We likewise find that the district court committed no substantive sentencing error when it sentenced Cook to 240 months' imprisonment. The aim of 18 U.S.C. § 3553(a)(6) is to “eliminat[e] disparity on a national level,” United States v. Tejeda, 146 F.3d 84, 87 (2d Cir. 1998) (per curiam), and so we reject Cook's claim of unwarranted disparity with respect to his co-defendants. In any event, the district court persuasively explained that it considered Cook's greater sentence necessary in light of the seriousness of Cook's criminal history (he has previously been convicted of manslaughter) and Cook's role in the offense (he recruited his co-defendants). As for the sentences imposed on defendants whose convictions resulted from other, similar sting operations in the Southern District of New York, even if an intra-district disparity could give rise to a valid claim, Cook would still have failed to establish any improper disparity here. Cook observes that defendants prosecuted after other sting operations received lighter sentences, but he fails to provide sufficient details regarding the nature of those sting operations, and the defendants' Guidelines ranges to allow us to conclude that an improper disparity exists. Cf. United States v. Mateo-Espejo, 426 F.3d 508, 514 (1st Cir. 2005) (“A well-founded claim of disparity ․ assumes that apples are being compared to apples.”). In the one example for which Cook does offer some additional information, the defendant's Guidelines range was 57 to 71 months' imprisonment, which pales in comparison to the range of 228 to 270 months applicable to Cook. Therefore, although Cook's sentence may have resulted in a “sentencing difference,” this is not the type of “forbidden ‘disparity’ ” that the Guidelines endeavor to eliminate. United States v. Boscarino, 437 F.3d 634, 638 (7th Cir. 2006).

Second, the district court, when making its Guidelines calculation, did not err in finding that the trafficking conspiracy involved 18 kilograms of cocaine and five kilograms of heroin. As Cook effectively admits in his challenge to the district court's quantity instruction, the evidence was more than sufficient to sustain the district court's finding. And although the jury did not convict Cook of conspiring to distribute this amount, we have repeatedly held that “even acquitted conduct may be treated as relevant for purposes of Guidelines calculations ‘so long as that conduct has been proved by a preponderance of the evidence.’ ” United States v. Jones, 531 F.3d 163, 176 (2d Cir. 2008) (quoting United States v. Watts, 519 U.S. 148, 157 (1997) (per curiam)).

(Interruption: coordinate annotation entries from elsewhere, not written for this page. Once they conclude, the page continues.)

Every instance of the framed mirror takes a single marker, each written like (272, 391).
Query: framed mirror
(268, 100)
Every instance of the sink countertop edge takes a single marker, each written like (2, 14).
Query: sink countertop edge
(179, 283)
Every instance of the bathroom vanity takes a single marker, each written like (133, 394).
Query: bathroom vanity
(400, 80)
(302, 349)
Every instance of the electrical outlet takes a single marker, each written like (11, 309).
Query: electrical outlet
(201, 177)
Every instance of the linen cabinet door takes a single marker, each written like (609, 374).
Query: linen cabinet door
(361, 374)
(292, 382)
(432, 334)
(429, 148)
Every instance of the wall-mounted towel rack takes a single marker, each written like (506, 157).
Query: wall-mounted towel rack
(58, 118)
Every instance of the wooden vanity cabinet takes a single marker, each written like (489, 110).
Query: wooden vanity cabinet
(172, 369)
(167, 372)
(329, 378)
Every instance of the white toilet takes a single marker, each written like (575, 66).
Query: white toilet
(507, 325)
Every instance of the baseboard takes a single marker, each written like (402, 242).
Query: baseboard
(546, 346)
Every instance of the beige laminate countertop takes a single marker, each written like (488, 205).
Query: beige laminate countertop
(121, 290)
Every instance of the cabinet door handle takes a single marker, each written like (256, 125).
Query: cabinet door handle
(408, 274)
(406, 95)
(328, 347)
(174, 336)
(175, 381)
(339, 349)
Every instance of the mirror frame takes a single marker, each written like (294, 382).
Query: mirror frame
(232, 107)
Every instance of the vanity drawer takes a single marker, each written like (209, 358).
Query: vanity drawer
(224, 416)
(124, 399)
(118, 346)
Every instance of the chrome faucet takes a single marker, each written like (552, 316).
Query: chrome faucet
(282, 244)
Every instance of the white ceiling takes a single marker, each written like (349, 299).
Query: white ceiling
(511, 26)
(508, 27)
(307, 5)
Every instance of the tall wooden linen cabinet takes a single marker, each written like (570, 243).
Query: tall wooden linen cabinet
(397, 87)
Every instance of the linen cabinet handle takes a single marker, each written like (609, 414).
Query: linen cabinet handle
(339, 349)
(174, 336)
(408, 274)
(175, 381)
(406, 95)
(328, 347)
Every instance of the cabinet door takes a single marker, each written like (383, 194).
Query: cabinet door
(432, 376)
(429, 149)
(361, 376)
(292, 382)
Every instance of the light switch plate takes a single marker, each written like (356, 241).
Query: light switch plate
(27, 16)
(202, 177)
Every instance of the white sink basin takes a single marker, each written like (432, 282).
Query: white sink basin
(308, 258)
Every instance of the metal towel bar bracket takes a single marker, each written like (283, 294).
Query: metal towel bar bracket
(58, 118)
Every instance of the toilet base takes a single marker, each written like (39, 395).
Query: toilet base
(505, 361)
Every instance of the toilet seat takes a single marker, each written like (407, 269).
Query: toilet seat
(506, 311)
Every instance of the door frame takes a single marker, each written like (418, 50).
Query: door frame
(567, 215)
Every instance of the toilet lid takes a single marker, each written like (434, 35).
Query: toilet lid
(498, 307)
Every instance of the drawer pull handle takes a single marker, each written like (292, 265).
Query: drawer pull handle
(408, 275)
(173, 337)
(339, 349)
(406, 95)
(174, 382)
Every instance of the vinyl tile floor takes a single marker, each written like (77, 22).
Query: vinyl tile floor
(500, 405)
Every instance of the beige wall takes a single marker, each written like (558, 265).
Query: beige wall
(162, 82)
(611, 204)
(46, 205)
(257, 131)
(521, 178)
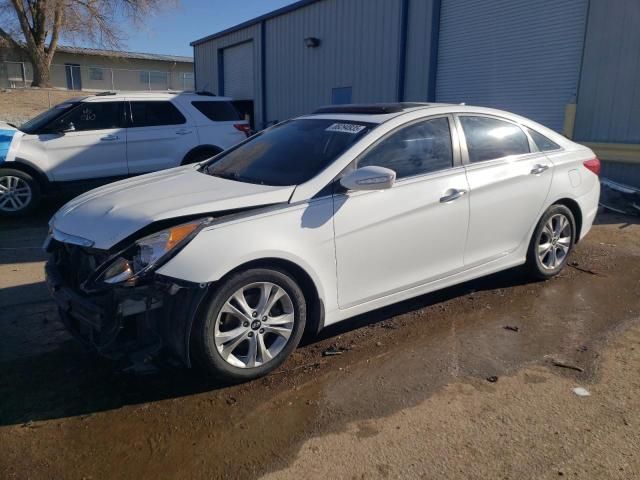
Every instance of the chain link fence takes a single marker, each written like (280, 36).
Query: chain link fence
(97, 78)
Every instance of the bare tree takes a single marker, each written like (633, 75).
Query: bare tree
(35, 26)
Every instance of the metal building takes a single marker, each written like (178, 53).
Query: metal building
(573, 65)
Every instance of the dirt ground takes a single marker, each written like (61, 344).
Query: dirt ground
(411, 396)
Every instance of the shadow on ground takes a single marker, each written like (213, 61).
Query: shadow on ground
(67, 381)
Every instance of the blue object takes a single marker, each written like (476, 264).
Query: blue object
(341, 96)
(6, 136)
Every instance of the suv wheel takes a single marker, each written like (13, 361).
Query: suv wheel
(552, 242)
(19, 192)
(251, 324)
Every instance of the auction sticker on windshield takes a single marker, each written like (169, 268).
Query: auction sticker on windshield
(346, 128)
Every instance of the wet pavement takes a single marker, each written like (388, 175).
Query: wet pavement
(434, 387)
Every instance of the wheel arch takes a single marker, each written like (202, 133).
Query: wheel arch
(30, 169)
(201, 148)
(315, 304)
(575, 210)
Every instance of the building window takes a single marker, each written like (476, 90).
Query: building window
(96, 73)
(154, 78)
(341, 95)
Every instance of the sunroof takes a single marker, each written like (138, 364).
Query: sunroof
(370, 109)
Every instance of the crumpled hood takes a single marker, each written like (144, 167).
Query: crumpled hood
(109, 214)
(7, 132)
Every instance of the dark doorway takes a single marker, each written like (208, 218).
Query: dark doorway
(74, 78)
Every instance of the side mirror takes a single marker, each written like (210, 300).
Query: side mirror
(369, 178)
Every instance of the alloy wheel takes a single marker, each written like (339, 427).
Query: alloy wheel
(554, 242)
(254, 325)
(15, 194)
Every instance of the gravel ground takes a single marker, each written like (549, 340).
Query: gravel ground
(411, 396)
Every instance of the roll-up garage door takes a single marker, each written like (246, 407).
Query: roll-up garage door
(518, 55)
(238, 71)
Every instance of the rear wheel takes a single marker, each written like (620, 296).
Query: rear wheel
(19, 192)
(252, 323)
(552, 242)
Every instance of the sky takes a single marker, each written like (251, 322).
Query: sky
(172, 31)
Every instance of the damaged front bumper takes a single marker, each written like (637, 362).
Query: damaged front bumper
(140, 324)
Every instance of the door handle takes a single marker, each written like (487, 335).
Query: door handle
(452, 194)
(538, 169)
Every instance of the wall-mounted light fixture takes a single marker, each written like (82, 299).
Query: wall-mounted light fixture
(312, 42)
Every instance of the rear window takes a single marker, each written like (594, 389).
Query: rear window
(542, 142)
(152, 114)
(217, 111)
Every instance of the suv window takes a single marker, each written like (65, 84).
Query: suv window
(155, 113)
(542, 142)
(217, 111)
(490, 138)
(420, 148)
(91, 116)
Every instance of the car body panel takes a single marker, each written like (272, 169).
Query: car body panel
(120, 209)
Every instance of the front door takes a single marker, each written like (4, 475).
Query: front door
(508, 183)
(88, 142)
(392, 240)
(159, 136)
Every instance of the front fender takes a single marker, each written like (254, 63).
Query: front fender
(301, 234)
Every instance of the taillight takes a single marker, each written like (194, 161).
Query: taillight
(593, 165)
(244, 128)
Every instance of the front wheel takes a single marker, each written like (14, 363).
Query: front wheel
(552, 242)
(251, 324)
(19, 192)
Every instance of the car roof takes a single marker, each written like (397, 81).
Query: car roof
(159, 95)
(370, 112)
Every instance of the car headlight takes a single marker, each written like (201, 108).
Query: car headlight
(150, 252)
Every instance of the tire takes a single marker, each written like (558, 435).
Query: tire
(235, 343)
(19, 193)
(200, 156)
(552, 243)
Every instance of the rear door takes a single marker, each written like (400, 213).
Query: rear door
(216, 122)
(509, 181)
(88, 142)
(159, 136)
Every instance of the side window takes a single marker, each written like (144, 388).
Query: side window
(152, 114)
(217, 111)
(490, 138)
(92, 116)
(542, 142)
(417, 149)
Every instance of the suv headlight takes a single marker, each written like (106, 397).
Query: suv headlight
(150, 252)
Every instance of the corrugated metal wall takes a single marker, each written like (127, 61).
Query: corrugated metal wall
(609, 99)
(419, 50)
(205, 57)
(519, 55)
(359, 49)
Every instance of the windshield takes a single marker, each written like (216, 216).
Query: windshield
(290, 153)
(39, 121)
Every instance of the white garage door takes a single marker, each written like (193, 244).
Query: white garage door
(517, 55)
(238, 71)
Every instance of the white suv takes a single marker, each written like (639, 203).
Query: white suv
(89, 141)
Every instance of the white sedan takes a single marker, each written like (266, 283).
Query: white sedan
(226, 263)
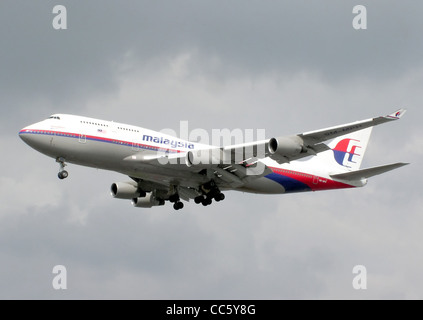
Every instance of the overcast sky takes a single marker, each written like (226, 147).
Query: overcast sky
(283, 66)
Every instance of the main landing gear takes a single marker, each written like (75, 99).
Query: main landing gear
(63, 174)
(177, 204)
(211, 191)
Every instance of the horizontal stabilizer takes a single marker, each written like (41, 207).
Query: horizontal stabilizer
(367, 173)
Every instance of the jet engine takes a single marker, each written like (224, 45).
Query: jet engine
(147, 202)
(125, 190)
(286, 146)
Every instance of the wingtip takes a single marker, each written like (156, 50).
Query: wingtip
(397, 114)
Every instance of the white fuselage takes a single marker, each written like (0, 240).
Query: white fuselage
(109, 145)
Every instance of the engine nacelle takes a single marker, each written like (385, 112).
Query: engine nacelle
(203, 158)
(125, 190)
(147, 202)
(286, 146)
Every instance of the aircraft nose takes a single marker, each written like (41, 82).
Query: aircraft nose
(24, 134)
(29, 136)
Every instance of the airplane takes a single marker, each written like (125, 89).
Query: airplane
(165, 168)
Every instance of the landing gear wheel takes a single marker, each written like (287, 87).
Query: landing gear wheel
(219, 197)
(63, 174)
(178, 205)
(174, 198)
(207, 201)
(198, 199)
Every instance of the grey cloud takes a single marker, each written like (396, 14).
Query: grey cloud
(287, 67)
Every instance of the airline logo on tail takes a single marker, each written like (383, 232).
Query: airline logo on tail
(345, 152)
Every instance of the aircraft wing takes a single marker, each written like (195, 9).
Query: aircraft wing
(314, 137)
(233, 166)
(289, 148)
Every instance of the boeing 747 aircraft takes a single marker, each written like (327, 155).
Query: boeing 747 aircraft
(164, 168)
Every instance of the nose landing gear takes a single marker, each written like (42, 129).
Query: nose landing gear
(63, 174)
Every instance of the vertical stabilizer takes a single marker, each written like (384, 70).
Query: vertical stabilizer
(348, 151)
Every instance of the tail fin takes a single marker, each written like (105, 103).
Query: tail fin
(348, 150)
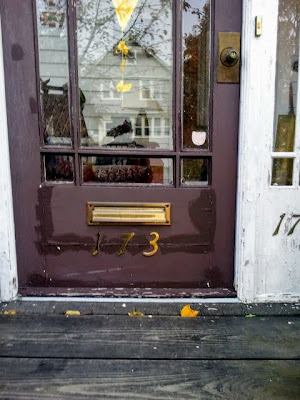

Third, we find no error in the district court's decision not to grant Cook an offense level adjustment for acceptance of responsibility. See U.S.S.G. § 3E1.1(a) (“If the defendant clearly demonstrates acceptance of responsibility for his offense, decrease the offense level by 2 levels.”). “Whether the defendant has accepted responsibility is a factual question, and ‘[a] district court's determination in this regard should not be disturbed unless it is “without foundation.” ’ ” United States v. Harris, 13 F.3d 555, 557 (2d Cir. 1994) (quoting United States v. Irabor, 894 F.2d 554, 557 (2d Cir. 1990)). Here, the district court found that Cook did not qualify for the adjustment because he attempted to downplay his willingness to use violence and because he attempted to shift the blame for his conduct to the government's informant. Cook has not demonstrated that these findings, or the district court's ultimate conclusion that Cook did not accept responsibility, were clearly erroneous. Accordingly, we affirm the district court's ruling.

IV. Conclusion

We have considered all of Cook's arguments and find in them no basis for reversal. Accordingly, for the foregoing reasons, the judgment of the district court is AFFIRMED.